En este entendido, las leyes y políticas públicas, encaminadas a hacer más transparente la contratación pública, a establecer los límites de los servidores públicos, endurecer los mecanismos de control, imponer sanciones, en fin, contribuyen a mejorar los procedimientos en el manejo de los recursos públicos, pero no son efectivas en la transformación de la forma cómo se reproduce el poder[7]. Por lo cual asistimos a un escenario paradójico en el que coexisten hechos graves de corrupción con avances en la “lucha contra la corrupción” y, más paradójico aún, que políticas pensadas como anticorrupción se conviertan en oportunidades para la corrupción, como el caso de los controles internos de las entidades que deben ser superados por los contratistas, en muchas ocasiones, a través de sobornos.

 

Ahora bien la instrumentalización de la lucha anticorrupción no solo se caracteriza por dejar intacta la forma de reproducción del poder, sino porque ella misma se utiliza como bandera de la clase política tradicional, corrupta, para disputar el control del poder del Estado, vaciándola de su contenido significativo.  Si quienes fueron corruptos tienen éxito político y son quienes alzan las banderas anticorrupción, la sociedad queda entrampada en el sinsentido que finalmente beneficia a los corruptos, esa es la paradoja actual.

 

 

Carlos Alberto Lerma, investigador, Corporación Latinoamericana Sur.

 

Fuentes:

 

Jessop, Bob. El Estado y el poder Utopía. Praxis Latinoamericana, vol. 19, núm. 66, julio-septiembre, 2014, pp. 19-35 Universidad del Zulia Maracaibo, Venezuela.

 

Santos, Boaventura de Souza (1.998).

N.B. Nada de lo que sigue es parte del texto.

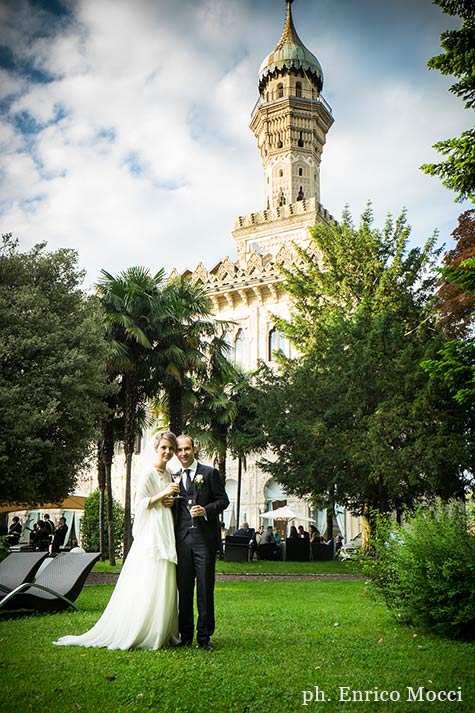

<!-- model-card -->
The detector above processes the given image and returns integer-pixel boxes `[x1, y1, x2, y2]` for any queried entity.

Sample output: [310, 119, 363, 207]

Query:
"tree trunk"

De la mano de Alicia: lo social y lo político en la postmodernidad. Siglo del hombre editores, Bogotá.

 

 

 

[1] Dentro de los artículos, en el texto constitucional, referidos a la lucha contra la corrupción se pueden encontrar: 23, 90, 122, 123, 124, 125, 126, 127, 128, 129, 183, 184, 209 y 270.

[2] Ley 80 de 1993, ley 190 de 1995, ley 1150 de 2007, ley 1474 de 2011, entre otras. El programa Presidencial de Lucha contra la corrupción del gobierno Pastrana (1998-2002) el Programa para la Renovación de la Administración Pública del gobierno Uribe (2002-2010), la estrategia integral contra la corrupción del gobierno de Juan Manuel Santos (2010-2018).

[4] Aunque hay que tener en cuenta que en el sistema de salud, una modalidad de la ineficiencia puede estar ligada a la política institucional, especialmente de los prestadores privados, quienes a través de prácticas ineficientes desestimulan el uso de servicios y por esta vía promueven el incremento de ganancias.

[6] En el sentido que lo plantea Gaetano Mosca como el predominio de una clase dirigente sobre toda la sociedad...  Aunque es necesario analizar su conveniencia en la discusión teórica más profunda.

[7] No solo el poder político... la naturaleza política del poder no es un atributo exclusivo de una determinada forma de poder, sino el efecto global de la combinación entre diferentes formas de poder.  Santos (1998), en “El Estado y los modos de reproducción del poder social”.